Our research extensively explored methylation profiles across three distinct subclasses of sample subsets and defined different epigenetic PARPi hallmarks. Unique DMRs in pre- and post-treatment samples represented longitudinal changes in methylation due to disease progression and PARPi response. Therefore, these DMRs were defined as epigenetic DTE hallmarks. Next, DMRs found before disease progression and PARPi treatment in pre-treatment samples only seen in resistant or in sensitive patients were defined as epigenetic PARPi predictive (PP) hallmarks. Finally, DMRs found after disease progression and PARPi treatment in post-treatment samples of either resistant or sensitive patients were defined as epigenetic PARPi response (PR) hallmarks. Thus, these epigenetic hallmarks represent different stages of disease progression during PARPi maintenance therapy, i.e., before (PP), during (DTE), and after (PR) progression and/or treatment. Further (functional) studies are needed to establish which hallmarks and DMRs are associated with treatment and which are associated with disease progression.

The identified epigenetic PARPi hallmarks contained hundreds of DMRs; however, only a few DMRs were reported as tumor driver genes (SOX2, POU2AF1, PTK6, VHL, JAK3, and EZH2) or as HRD genes (RAD51C). These genes have already been extensively investigated and linked to (ovarian) tumor progression, and some also to resistance for chemotherapy and PARPi. In particular, RAD51C methylation has been reported to be associated with PARPi resistance in HGSOC patients [22] and in cell line models [23]. Although we expected more tumor driver and HRD genes in the hallmarks, such as BRCA1/2, we will further investigate the other genes for their role in PARPi resistance.

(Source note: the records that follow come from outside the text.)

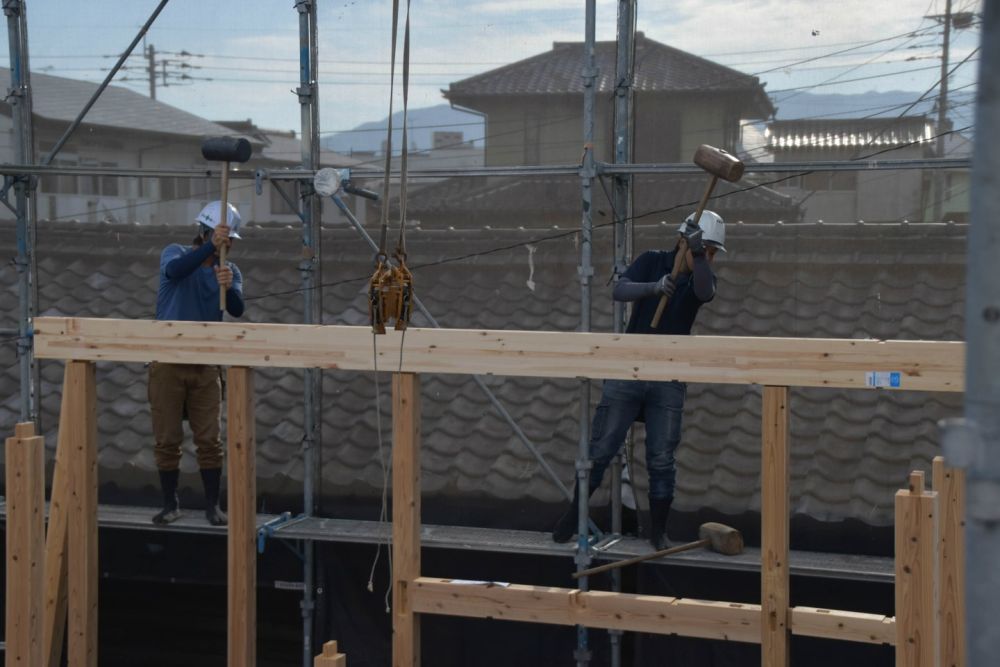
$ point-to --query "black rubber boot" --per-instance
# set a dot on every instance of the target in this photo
(659, 510)
(171, 506)
(566, 526)
(212, 479)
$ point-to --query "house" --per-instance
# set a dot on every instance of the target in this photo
(871, 196)
(127, 130)
(534, 107)
(534, 115)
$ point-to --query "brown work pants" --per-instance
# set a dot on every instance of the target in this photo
(196, 389)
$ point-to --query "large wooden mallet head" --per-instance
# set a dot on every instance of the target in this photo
(721, 538)
(718, 162)
(226, 149)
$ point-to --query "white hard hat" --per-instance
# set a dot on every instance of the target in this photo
(209, 217)
(713, 228)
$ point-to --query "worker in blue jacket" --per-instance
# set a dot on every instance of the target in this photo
(190, 280)
(659, 404)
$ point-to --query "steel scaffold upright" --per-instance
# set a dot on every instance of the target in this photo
(586, 271)
(621, 208)
(312, 280)
(19, 98)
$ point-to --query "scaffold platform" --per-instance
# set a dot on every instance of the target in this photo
(851, 567)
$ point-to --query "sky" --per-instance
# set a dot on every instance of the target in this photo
(244, 53)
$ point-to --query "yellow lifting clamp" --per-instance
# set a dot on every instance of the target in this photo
(390, 294)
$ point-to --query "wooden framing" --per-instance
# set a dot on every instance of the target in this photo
(775, 363)
(405, 517)
(916, 575)
(25, 489)
(242, 490)
(56, 544)
(950, 486)
(794, 362)
(774, 482)
(80, 396)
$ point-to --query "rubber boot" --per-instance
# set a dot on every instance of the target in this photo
(567, 524)
(171, 505)
(659, 510)
(212, 479)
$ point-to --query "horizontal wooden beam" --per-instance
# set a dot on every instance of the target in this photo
(594, 609)
(731, 621)
(796, 362)
(844, 625)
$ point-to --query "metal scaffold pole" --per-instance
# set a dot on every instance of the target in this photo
(586, 271)
(974, 443)
(19, 98)
(312, 280)
(621, 207)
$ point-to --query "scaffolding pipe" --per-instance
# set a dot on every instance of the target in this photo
(586, 271)
(621, 208)
(980, 444)
(19, 98)
(104, 84)
(310, 268)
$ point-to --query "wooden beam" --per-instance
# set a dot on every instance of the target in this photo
(594, 609)
(916, 575)
(797, 362)
(950, 486)
(405, 517)
(56, 543)
(80, 398)
(242, 490)
(25, 489)
(850, 626)
(774, 481)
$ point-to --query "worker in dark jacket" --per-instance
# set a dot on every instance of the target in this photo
(190, 280)
(659, 404)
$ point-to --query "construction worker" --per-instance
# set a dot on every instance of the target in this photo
(659, 404)
(190, 280)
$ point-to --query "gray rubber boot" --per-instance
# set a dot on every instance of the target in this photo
(171, 505)
(212, 479)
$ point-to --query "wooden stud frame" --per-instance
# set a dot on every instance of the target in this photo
(775, 363)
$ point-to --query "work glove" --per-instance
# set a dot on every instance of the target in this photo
(695, 243)
(666, 286)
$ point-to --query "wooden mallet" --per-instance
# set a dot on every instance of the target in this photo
(225, 150)
(718, 537)
(719, 164)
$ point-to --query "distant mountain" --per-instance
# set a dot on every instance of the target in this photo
(792, 106)
(424, 122)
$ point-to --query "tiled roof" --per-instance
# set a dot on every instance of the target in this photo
(850, 449)
(848, 132)
(506, 201)
(60, 99)
(659, 68)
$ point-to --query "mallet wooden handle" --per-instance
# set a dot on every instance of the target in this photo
(680, 250)
(639, 559)
(223, 220)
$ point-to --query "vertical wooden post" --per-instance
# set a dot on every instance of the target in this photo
(916, 575)
(56, 544)
(405, 517)
(242, 518)
(25, 488)
(80, 398)
(774, 482)
(950, 486)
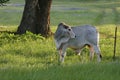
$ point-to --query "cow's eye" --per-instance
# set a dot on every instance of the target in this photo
(66, 27)
(69, 29)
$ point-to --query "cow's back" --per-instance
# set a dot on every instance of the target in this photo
(86, 34)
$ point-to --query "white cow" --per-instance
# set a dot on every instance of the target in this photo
(77, 38)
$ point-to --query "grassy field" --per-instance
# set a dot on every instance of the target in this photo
(32, 57)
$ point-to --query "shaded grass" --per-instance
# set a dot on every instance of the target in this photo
(31, 57)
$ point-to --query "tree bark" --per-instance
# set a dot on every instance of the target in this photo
(36, 17)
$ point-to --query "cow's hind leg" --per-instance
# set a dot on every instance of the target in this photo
(62, 54)
(91, 48)
(97, 51)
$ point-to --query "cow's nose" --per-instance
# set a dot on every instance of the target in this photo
(75, 36)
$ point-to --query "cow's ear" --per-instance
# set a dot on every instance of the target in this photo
(66, 27)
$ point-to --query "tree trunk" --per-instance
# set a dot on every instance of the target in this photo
(36, 17)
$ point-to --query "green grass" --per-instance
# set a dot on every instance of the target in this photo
(32, 57)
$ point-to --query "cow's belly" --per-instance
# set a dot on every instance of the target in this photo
(76, 43)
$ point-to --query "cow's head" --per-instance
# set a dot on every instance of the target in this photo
(66, 31)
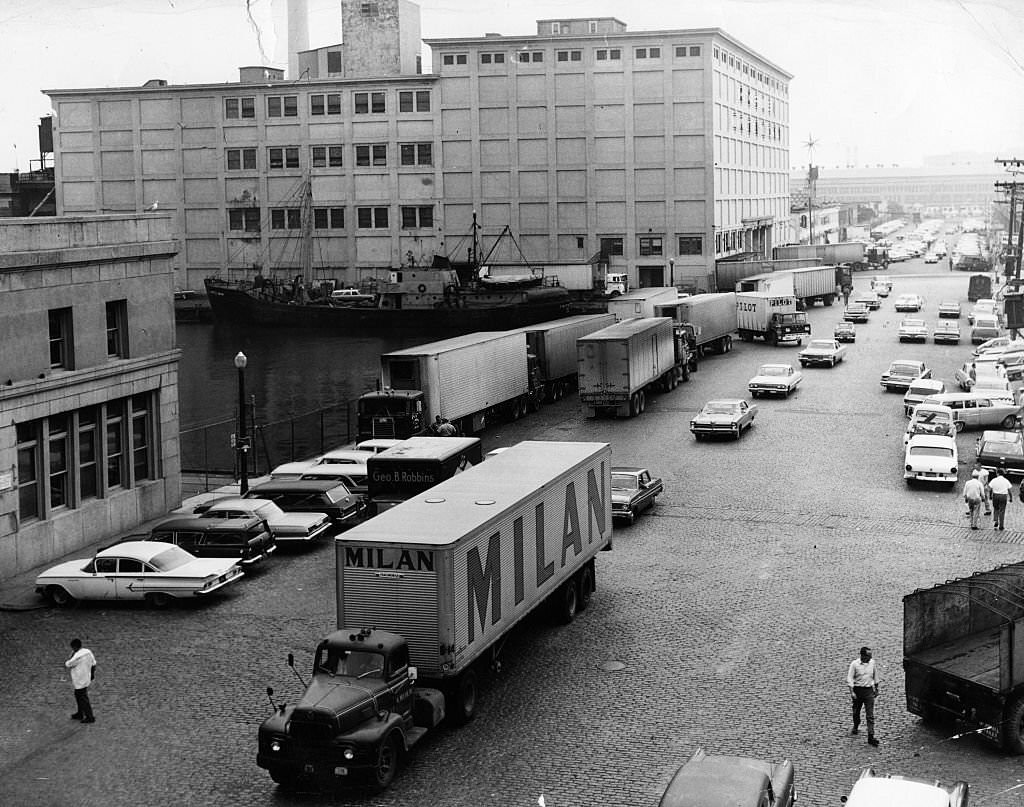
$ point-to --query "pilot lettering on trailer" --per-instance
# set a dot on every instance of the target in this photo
(483, 578)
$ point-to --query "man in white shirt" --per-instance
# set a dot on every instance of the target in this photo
(83, 669)
(862, 679)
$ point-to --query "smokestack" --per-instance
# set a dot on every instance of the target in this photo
(298, 34)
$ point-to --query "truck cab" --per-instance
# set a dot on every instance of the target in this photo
(358, 715)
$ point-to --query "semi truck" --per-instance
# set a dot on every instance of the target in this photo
(770, 316)
(961, 653)
(641, 302)
(621, 365)
(553, 346)
(468, 380)
(416, 465)
(426, 594)
(808, 284)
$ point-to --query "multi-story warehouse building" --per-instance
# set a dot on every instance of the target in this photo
(658, 152)
(88, 382)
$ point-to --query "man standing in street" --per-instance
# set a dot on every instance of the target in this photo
(1000, 490)
(862, 679)
(83, 670)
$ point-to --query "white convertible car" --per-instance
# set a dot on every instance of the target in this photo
(150, 570)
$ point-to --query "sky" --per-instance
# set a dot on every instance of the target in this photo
(875, 81)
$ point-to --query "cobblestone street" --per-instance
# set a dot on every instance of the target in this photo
(735, 606)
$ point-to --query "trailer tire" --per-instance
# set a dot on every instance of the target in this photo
(586, 586)
(566, 601)
(386, 762)
(460, 698)
(1013, 727)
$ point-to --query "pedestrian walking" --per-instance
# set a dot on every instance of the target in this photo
(83, 670)
(862, 678)
(974, 494)
(1001, 493)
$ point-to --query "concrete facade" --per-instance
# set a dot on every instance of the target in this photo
(88, 382)
(658, 151)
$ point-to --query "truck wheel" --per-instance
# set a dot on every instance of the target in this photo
(1013, 727)
(586, 587)
(460, 698)
(386, 764)
(566, 601)
(286, 779)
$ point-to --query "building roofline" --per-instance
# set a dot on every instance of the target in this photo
(606, 37)
(242, 86)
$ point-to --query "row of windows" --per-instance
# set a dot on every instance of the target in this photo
(600, 54)
(67, 459)
(322, 103)
(279, 157)
(60, 330)
(652, 245)
(249, 219)
(749, 70)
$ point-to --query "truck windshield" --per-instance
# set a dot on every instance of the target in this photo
(357, 664)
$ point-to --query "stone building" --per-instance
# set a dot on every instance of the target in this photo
(657, 152)
(88, 382)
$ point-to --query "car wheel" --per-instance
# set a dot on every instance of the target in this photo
(59, 596)
(160, 599)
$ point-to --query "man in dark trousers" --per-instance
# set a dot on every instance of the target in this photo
(862, 679)
(83, 670)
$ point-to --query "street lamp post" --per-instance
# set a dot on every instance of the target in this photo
(242, 444)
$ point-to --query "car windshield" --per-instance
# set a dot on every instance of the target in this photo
(930, 451)
(170, 558)
(624, 481)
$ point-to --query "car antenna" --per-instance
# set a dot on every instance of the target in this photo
(291, 663)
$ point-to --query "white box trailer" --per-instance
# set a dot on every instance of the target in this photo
(713, 317)
(454, 568)
(554, 345)
(622, 364)
(641, 302)
(465, 378)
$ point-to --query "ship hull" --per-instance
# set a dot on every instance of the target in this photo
(495, 311)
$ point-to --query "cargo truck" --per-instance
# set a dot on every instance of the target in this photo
(641, 302)
(426, 594)
(622, 365)
(553, 346)
(770, 316)
(468, 379)
(962, 656)
(416, 465)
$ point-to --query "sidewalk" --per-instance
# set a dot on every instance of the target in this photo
(18, 592)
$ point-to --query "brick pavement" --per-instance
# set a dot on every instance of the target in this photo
(735, 607)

Our pathway analyses of the epigenetic hallmarks indicated that immune-related processes might be involved in PARPi therapy resistance. The identified transcription factor targets and CHPs might further help to pinpoint specific DMRs that play a role in PARPi response. We already identified several DMRs with significantly altered methylation levels between subsets from the different epigenetic hallmarks or that were associated strongly with TTF after PARPi treatment. Further research will be focused on these DMRs by validating our findings and evaluating in greater detail the most interesting DMRs for their relationship with disease progression and PARPi resistance in clinical samples but also in cell line models.

5. Conclusions

Our genome-wide genomic and epigenetic analyses of blood cfDNA from HGSOC patients treated with PARPi maintenance therapy has shown that genomic hallmarks are mainly seen after treatment, whereas epigenetic hallmarks are present before and after treatment. Future studies are needed to validate the genomic findings but particularly the epigenetic hallmarks in pretreatment samples as putative predictive biomarkers for PARPi resistance.